LokiBot packer analysis

Summary

File type: Win32 EXE
Size:      276.992 bytes
MD5:       17a062692257bfe27e95a64a9e4e6a65
SHA1:      6580ac9fb2f54376ba1bea40f6339662dd1c76ab
SHA256:    faa18e54f144e8377cc6492f1daabeed658d4c2fbfdbdaf3caec6f5188c95ac9

This sample is a packed version of LokiBot. This packer has been pretty widespread during the years 2020 and 2021, and contains 3 stages before executing the main payload.

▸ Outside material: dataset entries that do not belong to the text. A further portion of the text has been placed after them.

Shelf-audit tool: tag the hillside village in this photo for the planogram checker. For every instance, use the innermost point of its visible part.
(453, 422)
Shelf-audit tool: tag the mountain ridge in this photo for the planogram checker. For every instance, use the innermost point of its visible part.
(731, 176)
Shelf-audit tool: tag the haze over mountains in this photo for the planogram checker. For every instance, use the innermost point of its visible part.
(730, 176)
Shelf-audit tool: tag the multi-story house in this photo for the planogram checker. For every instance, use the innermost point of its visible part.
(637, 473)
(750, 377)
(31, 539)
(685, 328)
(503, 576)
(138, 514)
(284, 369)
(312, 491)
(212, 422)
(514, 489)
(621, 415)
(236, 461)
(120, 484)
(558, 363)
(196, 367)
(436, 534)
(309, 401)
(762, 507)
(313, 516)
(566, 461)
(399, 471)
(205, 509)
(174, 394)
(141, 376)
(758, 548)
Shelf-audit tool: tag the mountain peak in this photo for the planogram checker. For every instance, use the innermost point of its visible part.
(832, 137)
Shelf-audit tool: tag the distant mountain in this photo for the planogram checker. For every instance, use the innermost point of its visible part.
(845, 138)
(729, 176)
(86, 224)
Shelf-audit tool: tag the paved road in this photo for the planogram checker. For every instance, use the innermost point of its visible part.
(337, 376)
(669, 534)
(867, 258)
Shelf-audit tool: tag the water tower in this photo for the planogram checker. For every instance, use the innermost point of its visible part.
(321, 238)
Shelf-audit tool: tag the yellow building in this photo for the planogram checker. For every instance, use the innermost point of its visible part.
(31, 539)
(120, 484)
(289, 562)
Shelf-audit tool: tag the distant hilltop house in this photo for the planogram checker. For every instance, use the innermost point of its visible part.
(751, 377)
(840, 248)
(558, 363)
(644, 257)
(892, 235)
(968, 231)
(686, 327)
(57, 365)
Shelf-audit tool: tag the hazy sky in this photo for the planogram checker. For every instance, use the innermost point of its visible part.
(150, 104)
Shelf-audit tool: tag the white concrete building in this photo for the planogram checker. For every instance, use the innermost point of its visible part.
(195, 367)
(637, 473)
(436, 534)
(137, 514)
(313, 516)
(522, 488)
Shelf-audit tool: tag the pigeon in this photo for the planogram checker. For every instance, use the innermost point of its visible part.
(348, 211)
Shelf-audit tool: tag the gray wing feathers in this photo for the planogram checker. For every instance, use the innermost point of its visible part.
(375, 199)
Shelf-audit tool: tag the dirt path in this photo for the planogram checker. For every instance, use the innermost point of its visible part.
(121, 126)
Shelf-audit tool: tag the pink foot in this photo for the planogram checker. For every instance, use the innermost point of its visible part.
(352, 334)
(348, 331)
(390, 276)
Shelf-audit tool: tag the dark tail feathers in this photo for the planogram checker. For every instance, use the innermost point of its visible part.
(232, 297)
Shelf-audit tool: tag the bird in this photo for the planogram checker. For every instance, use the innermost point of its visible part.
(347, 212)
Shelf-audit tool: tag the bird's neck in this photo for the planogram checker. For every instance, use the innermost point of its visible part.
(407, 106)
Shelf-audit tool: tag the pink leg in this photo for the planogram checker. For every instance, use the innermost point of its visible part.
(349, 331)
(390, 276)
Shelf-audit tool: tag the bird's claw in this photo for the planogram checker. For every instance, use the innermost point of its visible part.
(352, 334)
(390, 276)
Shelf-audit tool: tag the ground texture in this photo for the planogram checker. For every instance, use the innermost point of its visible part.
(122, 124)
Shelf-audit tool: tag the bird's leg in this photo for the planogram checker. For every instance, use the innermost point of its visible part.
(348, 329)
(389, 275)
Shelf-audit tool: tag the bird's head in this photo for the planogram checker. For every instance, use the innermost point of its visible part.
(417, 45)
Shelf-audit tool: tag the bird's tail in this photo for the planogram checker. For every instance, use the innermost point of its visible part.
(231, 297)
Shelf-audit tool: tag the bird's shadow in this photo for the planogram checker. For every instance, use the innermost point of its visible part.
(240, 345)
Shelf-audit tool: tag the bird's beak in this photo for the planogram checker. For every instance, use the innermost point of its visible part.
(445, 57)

A sample using the same packer has been documented by Fumik0, but the third stage described in the article performs thread execution hijacking instead of process hollowing.

Stage 1

The first thing we notice after opening the sample in IDA and looking at WinMain, is the heavy use of WinAPI functions with nonsensical arguments: it might look like API hammering is being used here, but it’s actually all junk code, since before those instruction blocks there is always a comparison with the global variable dwBytes and a conditional jump:

It’s possible to make the control flow easier to follow by hiding the junk code, as shown below:

Proceding with the analysis, we discover that the executable loads kernel32.dll in memory, allocates some memory using GlobalAlloc and changes its memory protection attributes to RWX. It then decrypts the shellcode using TEA (Tiny Encryption Algorithm) and jumps inside it.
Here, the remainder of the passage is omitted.